Presa, mas não derrotada.
 
 
 
Engano seu: EU NÃO ME RENDO!
 
 
Trata-se de um espetáculo que faz pensar, que provoca uma catarse, se apreciado não meramente como um momento de lazer; aliás, muito se fasta deste propósito.
 
Dignos de todos os elogios são o brilhante trabalho de MARIANA GUIMARÃES NICOLAS, como “performer” e diretora, e sua coragem de se despir, denotativa e conotativamente falando, diante de um público, e defender, com unhas e dentes, a sua condição de fêmea e, mais no fundo, de ser humano.  MARIANA se revela boa atriz e de um fantástico domínio de seu corpo.  Fala pela boca, pela máscara facial e pela excelente expressão corporal.  Como não a conhecia ainda, foi uma bela surpresa para mim.
 
A “performance” se dá sob a supervisão cênica de ANTÔNIO GUEDES; direção de movimento de LUÍSA PITTA; direção musical de PEDRO PORTELLA; iluminação do grande AURÉLIO DE SIMONI; figurinos de PÂMELA CÔTO; cenografia de MARIANA GUIMARÃES NICOLAS e RÔMULO BANDEIRA; programação visual de DUPLA FENDA DESIGN, por RÔMULO BANDEIRA; visagismo de ARY LAGE; fotos de FRED PICANÇO e LUÍSA PITTA; direção de produção de MARIANA GUIMARÃES NICOLAS e PÂMELA CÔTO; confecção e customização de figurinos de RUTH GUIMARÃES ATELIER; os técnicos de luz são BRUNO ARAGÃO e FELIPE ANTELLO; produção de L7 EMPREENDIMENTOS CULTURAIS; co-produção de URBANA PRODUÇÕES; realização de GRUPO L7 DE TEATRO.
 
 
 
Eu é que te acuso!!!
 
 
            Destacam-se, na ficha técnica, o que, lá, é chamado de “live painting”: NANDO PONTES e RÔMULO BANDEIRA.  Os dois, durante toda a duração do espetáculo, vão fazendo intervenções no cenário, pintando novas imagens sobre as já lá existentes.  Assim, a cada dia, o público se depara com um “cenário novo”.  Muito interessante a ideia e muito bem executada pela dupla de artistas plásticos.
 
 
 
Cenário (em processo).
 
 
Esperando... (não Godot; o público)
 
 
            Sugiro que confiram esta ótima proposta, diferente e ousada, até o dia 7 de setembro.
 
 
SERVIÇO:
 
Temporada de 16 de agosto a 07 de setembro de 2014.
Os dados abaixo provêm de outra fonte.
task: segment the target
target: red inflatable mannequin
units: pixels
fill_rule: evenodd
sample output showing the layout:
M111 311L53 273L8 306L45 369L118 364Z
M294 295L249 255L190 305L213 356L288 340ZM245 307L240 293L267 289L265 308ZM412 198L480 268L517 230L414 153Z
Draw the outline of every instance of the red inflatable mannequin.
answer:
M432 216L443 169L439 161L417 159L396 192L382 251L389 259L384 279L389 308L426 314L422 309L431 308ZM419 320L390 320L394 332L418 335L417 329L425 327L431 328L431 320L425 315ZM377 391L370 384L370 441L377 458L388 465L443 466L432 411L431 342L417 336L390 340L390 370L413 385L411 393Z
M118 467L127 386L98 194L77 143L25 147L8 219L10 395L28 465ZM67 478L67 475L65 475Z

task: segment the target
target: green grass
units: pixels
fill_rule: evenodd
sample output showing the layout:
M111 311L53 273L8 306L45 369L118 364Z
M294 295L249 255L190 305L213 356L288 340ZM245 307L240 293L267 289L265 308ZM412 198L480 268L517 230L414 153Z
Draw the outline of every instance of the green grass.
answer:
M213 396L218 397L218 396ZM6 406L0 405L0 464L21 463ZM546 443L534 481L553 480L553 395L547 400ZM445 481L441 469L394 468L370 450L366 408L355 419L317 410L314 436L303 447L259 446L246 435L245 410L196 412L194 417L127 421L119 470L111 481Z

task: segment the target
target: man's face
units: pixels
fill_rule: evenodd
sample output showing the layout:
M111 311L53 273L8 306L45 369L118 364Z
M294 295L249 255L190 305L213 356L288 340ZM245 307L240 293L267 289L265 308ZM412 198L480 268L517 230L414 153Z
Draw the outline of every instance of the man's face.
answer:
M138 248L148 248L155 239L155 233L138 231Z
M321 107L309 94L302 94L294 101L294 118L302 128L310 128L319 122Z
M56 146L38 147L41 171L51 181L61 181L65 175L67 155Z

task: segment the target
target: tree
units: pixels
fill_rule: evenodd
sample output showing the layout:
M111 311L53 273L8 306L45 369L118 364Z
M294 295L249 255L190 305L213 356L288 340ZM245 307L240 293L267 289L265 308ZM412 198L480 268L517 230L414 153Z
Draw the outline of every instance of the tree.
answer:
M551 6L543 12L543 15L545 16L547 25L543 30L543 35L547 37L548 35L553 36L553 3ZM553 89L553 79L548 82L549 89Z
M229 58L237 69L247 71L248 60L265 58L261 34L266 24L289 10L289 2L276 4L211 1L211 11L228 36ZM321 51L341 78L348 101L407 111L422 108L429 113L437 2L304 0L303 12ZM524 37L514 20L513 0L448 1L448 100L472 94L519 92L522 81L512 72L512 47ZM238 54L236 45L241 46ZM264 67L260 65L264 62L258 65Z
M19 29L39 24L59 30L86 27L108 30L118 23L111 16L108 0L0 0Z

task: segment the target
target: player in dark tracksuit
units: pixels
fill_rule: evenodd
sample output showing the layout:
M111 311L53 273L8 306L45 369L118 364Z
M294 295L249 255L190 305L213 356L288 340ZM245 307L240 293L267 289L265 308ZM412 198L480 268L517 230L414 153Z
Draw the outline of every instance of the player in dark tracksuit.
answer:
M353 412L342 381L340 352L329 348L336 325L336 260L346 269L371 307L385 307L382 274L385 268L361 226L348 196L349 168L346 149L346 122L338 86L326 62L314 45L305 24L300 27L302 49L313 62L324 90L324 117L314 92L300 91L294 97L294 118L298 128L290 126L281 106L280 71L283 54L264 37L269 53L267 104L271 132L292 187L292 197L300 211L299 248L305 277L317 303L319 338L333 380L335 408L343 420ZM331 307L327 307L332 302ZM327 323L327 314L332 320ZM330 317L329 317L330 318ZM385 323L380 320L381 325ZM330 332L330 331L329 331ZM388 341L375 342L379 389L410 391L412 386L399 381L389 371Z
Sempre aos sábados e domingos.
Às 17h30min.
Na Sala de Exposições do Parque das Ruínas.
Rua Murtinho Nobre, 169 Santa Tereza /// (21) 2215-0621 e (21) 2224-3922
Duração do espetáculo: 50 minutos
Indicação: 18 anos
Ingresso: R$ 30,00 (inteira)
 
 
 
 
(FOTOS DE FRED PICANÇO E LUÍSA PITTA)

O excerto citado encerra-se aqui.